Ardian menghentikan tangan Mauren yang sedang menyeduh kopi untuknya. Laki-laki itu lalu memutar tubuh gadis itu agar mau menghadapnya.
"Kalau kamu lagi nggak baik, bisa kok ngomong sama aku kalau lagi nggak baik." Ardian tidak tahu pasti apa yang membuat hari ini, tanggal ini begitu menyedihkan untuk seorang Mauren. Gadis ini tidak pernah mau bercerita, maka dia pun tidak mau mengoreknya.
"Bapak Bumi Ardian, saya benar-benar baik-baik saja." Mauren menangkup wajah kekasihnya, lalu mendaratkan satu kecupan di bibirnya. Satu hal yang Ardian balas dengan mencium gadisnya dengan cara yang benar menurutnya.
"Aku kayaknya harus pergi sekarang," ujar laki-laki itu sembari mengusap bibir Mauren yang basah. Ponsel di sakunya terus berdering sejak tadi.

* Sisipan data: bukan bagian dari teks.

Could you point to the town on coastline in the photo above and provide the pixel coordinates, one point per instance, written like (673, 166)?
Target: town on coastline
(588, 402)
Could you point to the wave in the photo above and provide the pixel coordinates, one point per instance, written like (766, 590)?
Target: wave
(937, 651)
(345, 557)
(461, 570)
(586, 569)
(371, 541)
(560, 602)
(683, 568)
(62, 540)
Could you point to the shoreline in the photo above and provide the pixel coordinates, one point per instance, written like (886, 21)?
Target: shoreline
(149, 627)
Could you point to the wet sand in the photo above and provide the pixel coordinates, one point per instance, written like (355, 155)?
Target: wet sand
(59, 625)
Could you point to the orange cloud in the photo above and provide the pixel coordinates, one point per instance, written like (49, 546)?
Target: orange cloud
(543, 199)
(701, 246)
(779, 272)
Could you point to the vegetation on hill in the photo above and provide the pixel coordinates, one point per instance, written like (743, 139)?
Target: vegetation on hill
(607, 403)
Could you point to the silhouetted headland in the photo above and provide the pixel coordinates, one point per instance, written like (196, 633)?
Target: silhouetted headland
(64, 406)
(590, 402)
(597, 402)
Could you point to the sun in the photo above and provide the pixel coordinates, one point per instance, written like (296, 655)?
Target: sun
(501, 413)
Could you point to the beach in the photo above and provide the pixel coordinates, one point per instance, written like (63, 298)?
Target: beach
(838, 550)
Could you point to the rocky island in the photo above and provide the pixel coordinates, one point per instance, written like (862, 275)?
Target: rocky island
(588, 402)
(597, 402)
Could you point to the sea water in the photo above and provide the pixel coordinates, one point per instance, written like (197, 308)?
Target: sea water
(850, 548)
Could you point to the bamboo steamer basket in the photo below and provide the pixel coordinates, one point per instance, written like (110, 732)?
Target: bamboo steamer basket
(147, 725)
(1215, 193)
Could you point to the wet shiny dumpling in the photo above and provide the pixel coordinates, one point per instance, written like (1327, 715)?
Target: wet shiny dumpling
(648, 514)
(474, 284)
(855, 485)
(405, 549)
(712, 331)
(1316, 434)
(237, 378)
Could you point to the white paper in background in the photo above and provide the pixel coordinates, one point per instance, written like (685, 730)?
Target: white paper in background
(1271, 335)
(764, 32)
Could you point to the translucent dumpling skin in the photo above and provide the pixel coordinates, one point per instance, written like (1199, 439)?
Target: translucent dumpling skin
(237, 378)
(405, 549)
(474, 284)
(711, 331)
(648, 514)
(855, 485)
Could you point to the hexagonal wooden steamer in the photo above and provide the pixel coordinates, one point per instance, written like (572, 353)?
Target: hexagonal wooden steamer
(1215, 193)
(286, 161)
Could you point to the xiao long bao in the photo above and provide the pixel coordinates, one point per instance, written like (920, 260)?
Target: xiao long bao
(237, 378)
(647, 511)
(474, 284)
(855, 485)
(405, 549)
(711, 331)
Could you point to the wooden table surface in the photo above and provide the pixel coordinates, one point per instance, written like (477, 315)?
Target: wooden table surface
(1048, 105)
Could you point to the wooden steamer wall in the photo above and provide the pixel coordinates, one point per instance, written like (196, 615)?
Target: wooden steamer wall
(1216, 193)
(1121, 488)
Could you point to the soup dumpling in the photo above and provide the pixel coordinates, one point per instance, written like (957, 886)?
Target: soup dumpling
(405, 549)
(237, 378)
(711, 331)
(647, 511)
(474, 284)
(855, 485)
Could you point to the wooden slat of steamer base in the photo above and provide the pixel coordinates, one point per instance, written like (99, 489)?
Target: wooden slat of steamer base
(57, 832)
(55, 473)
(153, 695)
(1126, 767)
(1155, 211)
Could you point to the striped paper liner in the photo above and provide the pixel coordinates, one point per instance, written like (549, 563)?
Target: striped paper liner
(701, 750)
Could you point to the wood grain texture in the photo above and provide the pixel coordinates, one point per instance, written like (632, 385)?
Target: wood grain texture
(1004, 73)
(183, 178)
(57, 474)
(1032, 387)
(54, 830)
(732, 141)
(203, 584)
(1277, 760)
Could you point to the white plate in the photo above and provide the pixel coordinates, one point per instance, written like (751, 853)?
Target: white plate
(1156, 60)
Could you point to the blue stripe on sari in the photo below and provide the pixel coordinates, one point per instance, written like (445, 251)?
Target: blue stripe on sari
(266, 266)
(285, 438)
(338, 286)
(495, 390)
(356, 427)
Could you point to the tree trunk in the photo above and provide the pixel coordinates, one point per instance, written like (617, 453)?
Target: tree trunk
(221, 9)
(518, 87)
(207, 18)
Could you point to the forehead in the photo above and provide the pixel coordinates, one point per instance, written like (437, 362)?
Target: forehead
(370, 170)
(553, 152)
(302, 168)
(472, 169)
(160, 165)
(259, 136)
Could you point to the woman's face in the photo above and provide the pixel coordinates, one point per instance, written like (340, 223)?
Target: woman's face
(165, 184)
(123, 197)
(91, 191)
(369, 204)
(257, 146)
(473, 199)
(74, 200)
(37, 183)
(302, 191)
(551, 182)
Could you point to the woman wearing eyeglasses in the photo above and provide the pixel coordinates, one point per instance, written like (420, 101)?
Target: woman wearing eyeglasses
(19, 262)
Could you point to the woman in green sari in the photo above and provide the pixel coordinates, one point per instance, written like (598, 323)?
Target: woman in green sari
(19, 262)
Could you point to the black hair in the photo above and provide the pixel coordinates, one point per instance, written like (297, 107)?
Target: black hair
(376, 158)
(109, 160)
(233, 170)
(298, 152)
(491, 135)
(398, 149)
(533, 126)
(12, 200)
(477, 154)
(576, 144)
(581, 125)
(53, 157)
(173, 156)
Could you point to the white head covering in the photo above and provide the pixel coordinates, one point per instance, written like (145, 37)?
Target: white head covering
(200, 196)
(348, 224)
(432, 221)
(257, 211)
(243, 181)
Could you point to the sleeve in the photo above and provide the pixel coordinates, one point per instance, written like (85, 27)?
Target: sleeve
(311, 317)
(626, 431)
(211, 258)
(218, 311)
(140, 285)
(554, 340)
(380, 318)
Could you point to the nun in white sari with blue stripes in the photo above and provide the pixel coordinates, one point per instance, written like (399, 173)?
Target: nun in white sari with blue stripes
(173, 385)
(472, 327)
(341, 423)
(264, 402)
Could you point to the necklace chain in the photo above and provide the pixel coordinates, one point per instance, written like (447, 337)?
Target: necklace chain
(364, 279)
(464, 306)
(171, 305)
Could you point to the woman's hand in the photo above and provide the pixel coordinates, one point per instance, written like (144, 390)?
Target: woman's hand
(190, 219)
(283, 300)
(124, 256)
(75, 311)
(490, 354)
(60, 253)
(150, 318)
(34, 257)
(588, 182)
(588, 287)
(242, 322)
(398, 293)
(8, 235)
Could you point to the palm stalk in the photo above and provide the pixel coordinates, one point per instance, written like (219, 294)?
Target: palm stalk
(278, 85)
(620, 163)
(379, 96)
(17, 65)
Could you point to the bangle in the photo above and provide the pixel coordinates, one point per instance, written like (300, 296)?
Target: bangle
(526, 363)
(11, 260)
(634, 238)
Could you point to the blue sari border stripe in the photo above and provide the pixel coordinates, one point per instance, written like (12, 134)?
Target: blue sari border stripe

Menandakan waktunya untuk berkunjung sudah habis.
Mauren mengangguk, meski rasa rindunya belum benar-benar terobati, tetapi dia tidak boleh egois. "Akhir minggu sepertinya aku free."
"Aku tunggu," ujar laki-laki itu sembari mengecup singkat bibir Mauren sebelum pergi. Namun, langkahnya sempat terhenti saat melihat sebuah benda tergeletak di lantai.
"Ini punya kamu?" Ardian memungut gantungan kunci berbentuk lumba-lumba itu, lalu menunjukkannya pada Mauren.
"Oh, itu punya anak bos Kenanga." Mauren mengangkat alis saat Ardian seperti menunjukkan ekspresi aneh. "Kenapa?"
Laki-laki itu malah menggeleng, lalu memutuskan untuk benar-benar melangkah karena ponselnya terus saja mendapatkan teror.